Con una sensación de irrealidad, reproducía una y otra vez en su mente las palabras de Kate. Le parecía inverosímil que un grupo de hombres armados fuera allí para matarlos.

Cómodamente sentado en la biblioteca, había leído crónicas de actos violentos del pasado, asesinatos y masacres. Había leído descripciones de calles resbaladizas a causa de la sangre derramada, soldados teñidos de rojo de la cabeza a los pies, mujeres y niños destripados pese a sus lastimeras súplicas. Pero por alguna razón Chris siempre había dado por supuesto que esos relatos exageraban.
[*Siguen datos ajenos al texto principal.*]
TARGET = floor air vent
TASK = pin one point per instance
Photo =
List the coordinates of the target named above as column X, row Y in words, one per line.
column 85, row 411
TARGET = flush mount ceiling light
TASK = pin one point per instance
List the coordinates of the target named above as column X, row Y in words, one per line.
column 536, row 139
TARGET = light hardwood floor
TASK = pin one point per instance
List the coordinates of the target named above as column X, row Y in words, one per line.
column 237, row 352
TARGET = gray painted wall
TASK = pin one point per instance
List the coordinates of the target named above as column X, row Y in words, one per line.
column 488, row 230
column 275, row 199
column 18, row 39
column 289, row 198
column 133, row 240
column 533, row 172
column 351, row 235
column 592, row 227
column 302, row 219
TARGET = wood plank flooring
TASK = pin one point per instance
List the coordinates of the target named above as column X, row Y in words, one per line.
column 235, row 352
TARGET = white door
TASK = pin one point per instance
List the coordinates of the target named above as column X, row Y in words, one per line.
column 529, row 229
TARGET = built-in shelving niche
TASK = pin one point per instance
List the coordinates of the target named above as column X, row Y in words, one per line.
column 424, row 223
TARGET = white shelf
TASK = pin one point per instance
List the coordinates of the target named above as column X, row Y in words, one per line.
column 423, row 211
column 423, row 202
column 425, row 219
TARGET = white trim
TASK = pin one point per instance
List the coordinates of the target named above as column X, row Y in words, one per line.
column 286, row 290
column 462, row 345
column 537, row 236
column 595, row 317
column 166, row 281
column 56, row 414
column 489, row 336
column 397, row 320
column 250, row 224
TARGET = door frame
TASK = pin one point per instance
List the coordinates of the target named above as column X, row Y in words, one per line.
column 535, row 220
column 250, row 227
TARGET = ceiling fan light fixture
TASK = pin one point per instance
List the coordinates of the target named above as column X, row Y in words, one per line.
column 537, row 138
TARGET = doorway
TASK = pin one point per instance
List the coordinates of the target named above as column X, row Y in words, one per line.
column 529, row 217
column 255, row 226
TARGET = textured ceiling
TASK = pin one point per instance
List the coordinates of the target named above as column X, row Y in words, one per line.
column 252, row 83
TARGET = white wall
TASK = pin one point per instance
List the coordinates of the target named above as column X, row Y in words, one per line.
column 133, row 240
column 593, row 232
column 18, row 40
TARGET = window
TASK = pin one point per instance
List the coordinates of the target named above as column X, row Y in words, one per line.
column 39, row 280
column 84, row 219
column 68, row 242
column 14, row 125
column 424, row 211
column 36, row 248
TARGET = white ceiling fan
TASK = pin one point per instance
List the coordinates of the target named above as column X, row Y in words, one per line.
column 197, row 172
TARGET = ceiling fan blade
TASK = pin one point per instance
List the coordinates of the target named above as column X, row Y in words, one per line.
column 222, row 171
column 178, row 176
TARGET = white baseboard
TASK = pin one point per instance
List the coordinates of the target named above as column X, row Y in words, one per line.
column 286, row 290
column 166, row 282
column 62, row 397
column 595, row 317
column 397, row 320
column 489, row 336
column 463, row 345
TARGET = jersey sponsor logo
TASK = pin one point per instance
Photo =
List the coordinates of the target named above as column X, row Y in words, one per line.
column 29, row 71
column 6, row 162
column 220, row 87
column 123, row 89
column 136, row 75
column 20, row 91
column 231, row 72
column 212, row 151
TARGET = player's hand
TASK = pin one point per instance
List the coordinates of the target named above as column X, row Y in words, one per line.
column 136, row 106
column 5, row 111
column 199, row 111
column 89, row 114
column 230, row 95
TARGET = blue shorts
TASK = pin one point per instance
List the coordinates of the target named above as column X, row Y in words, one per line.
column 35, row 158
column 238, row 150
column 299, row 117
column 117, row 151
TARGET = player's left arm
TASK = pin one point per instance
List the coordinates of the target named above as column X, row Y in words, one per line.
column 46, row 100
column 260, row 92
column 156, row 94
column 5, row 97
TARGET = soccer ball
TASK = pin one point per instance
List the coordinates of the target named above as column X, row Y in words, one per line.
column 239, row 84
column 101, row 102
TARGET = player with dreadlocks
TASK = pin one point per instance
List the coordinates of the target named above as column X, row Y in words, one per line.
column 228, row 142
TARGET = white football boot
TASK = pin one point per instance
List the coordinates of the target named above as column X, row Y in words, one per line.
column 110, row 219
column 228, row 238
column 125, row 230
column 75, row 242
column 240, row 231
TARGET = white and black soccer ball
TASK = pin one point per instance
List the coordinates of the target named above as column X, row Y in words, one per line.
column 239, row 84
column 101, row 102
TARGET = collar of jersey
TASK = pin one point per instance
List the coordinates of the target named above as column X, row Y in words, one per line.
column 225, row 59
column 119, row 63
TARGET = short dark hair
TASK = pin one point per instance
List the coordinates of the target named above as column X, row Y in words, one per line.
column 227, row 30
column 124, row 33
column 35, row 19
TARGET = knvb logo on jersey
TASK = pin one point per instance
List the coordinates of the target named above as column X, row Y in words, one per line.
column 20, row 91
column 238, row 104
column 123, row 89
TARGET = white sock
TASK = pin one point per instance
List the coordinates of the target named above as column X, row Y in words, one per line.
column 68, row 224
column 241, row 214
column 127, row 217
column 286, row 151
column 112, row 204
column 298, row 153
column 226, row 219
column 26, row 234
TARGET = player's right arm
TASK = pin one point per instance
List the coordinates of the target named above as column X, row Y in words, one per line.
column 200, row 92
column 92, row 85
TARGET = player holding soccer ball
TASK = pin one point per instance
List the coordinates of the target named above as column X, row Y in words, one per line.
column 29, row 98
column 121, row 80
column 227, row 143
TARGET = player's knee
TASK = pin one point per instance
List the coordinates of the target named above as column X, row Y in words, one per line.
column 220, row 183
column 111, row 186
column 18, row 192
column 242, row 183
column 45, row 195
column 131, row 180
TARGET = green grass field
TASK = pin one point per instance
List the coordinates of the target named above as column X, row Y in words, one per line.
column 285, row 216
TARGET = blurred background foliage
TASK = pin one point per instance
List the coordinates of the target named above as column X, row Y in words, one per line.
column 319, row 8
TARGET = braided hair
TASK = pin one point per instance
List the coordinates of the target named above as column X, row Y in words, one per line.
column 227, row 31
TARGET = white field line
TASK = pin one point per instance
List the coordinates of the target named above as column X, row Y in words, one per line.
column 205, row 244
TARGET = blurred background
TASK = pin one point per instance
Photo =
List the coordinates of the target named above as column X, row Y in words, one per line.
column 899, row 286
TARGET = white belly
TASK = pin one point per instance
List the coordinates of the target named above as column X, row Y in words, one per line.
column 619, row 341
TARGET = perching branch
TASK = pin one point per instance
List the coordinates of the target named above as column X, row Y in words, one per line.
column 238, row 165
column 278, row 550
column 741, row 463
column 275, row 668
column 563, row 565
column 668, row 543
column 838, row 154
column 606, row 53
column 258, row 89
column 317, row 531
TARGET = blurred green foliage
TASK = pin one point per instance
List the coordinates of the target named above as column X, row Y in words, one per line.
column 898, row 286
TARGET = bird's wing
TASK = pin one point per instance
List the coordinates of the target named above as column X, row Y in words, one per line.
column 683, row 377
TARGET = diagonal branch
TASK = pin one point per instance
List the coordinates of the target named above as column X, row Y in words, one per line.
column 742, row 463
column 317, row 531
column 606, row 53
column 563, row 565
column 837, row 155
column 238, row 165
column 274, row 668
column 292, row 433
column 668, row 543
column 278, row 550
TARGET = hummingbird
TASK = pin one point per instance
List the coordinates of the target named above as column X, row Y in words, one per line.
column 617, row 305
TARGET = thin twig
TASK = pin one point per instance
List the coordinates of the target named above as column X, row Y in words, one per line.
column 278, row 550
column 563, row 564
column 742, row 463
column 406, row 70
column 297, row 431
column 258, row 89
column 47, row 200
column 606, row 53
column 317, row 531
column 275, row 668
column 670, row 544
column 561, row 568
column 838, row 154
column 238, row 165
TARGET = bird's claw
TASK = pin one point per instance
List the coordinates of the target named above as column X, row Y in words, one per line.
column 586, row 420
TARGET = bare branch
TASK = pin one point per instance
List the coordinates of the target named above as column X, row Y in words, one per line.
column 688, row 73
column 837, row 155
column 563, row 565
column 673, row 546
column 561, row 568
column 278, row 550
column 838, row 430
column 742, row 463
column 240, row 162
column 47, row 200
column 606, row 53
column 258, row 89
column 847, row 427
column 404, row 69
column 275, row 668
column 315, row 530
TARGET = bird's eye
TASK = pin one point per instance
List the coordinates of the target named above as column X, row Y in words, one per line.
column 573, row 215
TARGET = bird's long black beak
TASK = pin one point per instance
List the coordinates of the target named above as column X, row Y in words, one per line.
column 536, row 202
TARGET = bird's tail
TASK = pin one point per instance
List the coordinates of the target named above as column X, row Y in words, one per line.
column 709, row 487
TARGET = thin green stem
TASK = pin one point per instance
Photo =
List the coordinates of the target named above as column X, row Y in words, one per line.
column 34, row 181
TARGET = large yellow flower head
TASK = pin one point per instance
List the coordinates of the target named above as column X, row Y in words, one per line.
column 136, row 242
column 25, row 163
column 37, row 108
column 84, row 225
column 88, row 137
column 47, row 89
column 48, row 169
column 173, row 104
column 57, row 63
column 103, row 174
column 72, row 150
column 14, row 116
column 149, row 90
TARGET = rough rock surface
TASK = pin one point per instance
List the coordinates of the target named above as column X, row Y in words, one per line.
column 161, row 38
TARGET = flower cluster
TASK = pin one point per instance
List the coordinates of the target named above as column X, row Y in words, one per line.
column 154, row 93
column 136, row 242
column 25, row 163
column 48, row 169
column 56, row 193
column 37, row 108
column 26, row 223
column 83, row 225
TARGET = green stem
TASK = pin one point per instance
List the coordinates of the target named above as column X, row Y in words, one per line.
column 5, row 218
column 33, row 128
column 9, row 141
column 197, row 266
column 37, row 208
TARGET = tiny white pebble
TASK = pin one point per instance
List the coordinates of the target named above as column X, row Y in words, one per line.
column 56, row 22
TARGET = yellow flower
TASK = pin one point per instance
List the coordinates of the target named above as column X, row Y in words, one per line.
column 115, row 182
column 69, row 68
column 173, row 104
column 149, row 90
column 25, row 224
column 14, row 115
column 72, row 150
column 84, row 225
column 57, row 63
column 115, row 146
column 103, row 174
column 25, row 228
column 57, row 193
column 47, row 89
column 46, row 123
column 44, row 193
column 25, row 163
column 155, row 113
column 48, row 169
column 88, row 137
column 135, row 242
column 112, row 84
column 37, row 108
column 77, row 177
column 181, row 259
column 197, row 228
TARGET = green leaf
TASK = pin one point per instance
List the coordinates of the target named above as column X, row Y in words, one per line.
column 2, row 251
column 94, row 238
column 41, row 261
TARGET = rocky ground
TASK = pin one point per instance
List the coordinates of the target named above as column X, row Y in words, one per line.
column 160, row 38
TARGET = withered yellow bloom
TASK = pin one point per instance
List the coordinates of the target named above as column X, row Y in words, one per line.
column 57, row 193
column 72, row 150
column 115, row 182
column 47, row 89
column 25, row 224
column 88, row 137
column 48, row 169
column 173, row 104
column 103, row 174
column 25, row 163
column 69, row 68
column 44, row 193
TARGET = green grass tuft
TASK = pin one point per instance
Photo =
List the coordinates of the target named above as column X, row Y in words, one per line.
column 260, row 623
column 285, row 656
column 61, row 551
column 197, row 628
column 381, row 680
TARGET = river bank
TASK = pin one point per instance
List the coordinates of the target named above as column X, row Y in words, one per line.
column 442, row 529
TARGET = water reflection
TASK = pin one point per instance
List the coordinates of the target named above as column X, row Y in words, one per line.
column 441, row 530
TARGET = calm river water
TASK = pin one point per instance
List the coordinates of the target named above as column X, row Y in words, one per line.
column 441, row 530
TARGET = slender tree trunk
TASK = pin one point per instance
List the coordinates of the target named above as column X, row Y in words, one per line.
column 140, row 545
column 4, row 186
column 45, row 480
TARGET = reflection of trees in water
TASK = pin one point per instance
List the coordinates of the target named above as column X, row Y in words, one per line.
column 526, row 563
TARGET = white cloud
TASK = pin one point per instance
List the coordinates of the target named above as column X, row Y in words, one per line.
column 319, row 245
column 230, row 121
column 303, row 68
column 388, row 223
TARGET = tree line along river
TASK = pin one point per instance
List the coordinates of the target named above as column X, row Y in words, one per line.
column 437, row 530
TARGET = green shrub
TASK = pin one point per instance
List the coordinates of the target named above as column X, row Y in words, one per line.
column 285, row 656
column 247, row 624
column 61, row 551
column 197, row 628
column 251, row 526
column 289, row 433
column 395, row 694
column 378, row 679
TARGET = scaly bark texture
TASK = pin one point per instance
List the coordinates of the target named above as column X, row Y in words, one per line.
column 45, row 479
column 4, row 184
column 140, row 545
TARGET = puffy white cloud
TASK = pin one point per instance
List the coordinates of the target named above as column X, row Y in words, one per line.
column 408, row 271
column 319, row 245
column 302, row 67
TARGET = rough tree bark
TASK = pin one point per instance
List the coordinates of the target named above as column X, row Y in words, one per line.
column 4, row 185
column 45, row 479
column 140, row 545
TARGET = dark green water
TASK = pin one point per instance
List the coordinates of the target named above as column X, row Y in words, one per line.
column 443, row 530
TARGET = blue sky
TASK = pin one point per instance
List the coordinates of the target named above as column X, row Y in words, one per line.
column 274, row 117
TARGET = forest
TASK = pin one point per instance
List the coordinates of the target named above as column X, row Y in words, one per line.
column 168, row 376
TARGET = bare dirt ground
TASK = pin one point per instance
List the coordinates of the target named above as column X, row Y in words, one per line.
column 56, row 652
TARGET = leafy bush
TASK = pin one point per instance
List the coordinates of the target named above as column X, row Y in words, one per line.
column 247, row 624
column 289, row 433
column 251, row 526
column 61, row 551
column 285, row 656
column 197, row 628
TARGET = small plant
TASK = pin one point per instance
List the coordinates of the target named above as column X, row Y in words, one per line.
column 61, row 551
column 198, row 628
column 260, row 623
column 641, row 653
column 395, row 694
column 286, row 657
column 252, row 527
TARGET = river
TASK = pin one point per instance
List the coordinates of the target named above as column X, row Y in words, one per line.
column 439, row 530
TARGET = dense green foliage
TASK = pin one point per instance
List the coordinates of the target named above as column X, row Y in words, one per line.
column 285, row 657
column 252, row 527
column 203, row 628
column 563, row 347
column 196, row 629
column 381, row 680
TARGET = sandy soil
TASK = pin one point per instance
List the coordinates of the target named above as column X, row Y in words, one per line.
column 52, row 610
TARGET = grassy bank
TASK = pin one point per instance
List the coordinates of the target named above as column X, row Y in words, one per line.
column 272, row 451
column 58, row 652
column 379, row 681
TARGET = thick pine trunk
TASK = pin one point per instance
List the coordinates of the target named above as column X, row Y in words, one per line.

En la universidad se tendía a interpretar los documentos irónicamente, hablar de la ingenuidad de la narración, el contexto social, la justificación del poder… Esas poses teóricas convertían la historia en un ingenioso juego intelectual. Chris se desenvolvía bien en ese juego, pero a fuerza de jugarlo había perdido de vista, al parecer, una realidad más elemental: que los textos antiguos contaban sucesos horrendos y episodios violentos que con mucha frecuencia eran ciertos. Había perdido de vista el hecho de que leía historia, no ficción.